Yes. dst.data is the working contents of the layer inside the CNN that you are trying to maximise. The idea is that you want to generate an image that has a high neuron activation in this layer by making changes to the input. If I understand this correctly though, it should be populated immediately after the forward pass here: net.forward(end=end)

Anyways, assuming it finds how "off" the result of the forward pass is, why does it try to do a backwards propagation? I thought the point of deep dream wasn't to further train the model but "morph" the input image into whatever the original model's layer represents.

It is not training. However, like with training we cannot directly measure how "off" the source that we want to change is from an ideal value, so instead we calculate how to move toward a better value by taking gradients. Back propagation is the usual method for figuring out gradients to parameters in the CNN. There are some main differences with training:

  • Instead of trying to minimise a cost, we want to increase a metric which summarises how excited the target layer is - we are not trying to find any stationary point (e.g. the maximum possible value), and instead Deep Dream usually just stops arbitrarily after a fixed number of iterations.

  • We back propagate further than usual, all the way to the input layer. That's not something you do normally during training.

  • We don't use any of the gradients to the weights. The weights in the neural network are never changed. We are only interested in the gradients at the input - but to get them we need to calculate all the others first.

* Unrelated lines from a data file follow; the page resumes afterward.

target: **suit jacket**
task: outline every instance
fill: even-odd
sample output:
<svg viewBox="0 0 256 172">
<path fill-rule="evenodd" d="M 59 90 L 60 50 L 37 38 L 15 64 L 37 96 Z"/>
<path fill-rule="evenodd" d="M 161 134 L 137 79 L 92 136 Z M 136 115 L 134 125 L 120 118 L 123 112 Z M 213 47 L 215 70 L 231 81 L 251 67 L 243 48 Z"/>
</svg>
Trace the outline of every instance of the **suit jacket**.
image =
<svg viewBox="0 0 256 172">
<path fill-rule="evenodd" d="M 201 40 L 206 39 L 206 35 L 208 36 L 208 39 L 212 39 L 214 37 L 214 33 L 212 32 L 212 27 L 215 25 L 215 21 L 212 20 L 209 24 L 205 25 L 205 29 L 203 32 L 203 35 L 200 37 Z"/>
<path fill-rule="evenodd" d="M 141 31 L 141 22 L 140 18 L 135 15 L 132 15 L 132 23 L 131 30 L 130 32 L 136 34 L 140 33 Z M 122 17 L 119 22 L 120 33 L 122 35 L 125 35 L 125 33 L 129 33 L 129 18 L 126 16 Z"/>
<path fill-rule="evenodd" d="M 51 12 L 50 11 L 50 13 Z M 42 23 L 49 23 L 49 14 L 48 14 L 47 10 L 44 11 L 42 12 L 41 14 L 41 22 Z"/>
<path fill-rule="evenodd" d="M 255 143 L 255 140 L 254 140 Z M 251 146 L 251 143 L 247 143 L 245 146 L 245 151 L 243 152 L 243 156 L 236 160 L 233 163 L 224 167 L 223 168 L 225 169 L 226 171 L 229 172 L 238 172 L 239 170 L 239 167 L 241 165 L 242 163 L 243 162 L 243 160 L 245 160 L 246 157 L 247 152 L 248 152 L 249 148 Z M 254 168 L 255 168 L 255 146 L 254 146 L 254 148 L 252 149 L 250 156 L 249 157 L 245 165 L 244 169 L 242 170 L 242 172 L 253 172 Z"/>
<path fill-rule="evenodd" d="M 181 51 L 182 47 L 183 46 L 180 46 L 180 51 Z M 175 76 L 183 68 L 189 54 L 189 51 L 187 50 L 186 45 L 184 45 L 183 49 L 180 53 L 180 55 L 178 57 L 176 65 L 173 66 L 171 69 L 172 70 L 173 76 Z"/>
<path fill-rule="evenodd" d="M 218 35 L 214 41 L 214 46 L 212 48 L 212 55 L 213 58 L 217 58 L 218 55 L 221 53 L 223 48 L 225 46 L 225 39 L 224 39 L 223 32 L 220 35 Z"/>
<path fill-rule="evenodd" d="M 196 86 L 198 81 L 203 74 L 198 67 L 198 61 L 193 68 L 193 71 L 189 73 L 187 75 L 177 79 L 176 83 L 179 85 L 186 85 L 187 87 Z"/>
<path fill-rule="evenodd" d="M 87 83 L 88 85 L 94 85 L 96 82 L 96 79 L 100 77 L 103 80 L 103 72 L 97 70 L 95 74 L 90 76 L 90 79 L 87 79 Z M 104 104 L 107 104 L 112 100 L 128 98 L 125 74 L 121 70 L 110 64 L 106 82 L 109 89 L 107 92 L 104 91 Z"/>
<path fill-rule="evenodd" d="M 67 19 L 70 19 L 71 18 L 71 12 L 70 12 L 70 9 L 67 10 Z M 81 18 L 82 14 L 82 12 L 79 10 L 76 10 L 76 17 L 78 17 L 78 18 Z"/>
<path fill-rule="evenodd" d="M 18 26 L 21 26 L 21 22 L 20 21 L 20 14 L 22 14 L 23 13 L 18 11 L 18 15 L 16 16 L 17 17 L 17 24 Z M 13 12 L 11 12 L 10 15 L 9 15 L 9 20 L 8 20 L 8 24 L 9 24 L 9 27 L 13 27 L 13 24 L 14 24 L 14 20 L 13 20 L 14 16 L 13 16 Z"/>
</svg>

What exactly does src.data[:] += step_size/np.abs(g).mean() * g do? It seems like applying whatever calculation was done above to the original image. Is this line what actually "morphs" the image?

It takes a single step in the image data along the gradients that we have calculated will trigger more activity in the target layer. Yes this alters the input image. It should be repeated a few times, according to how extreme you want the Deep Dream effect to be.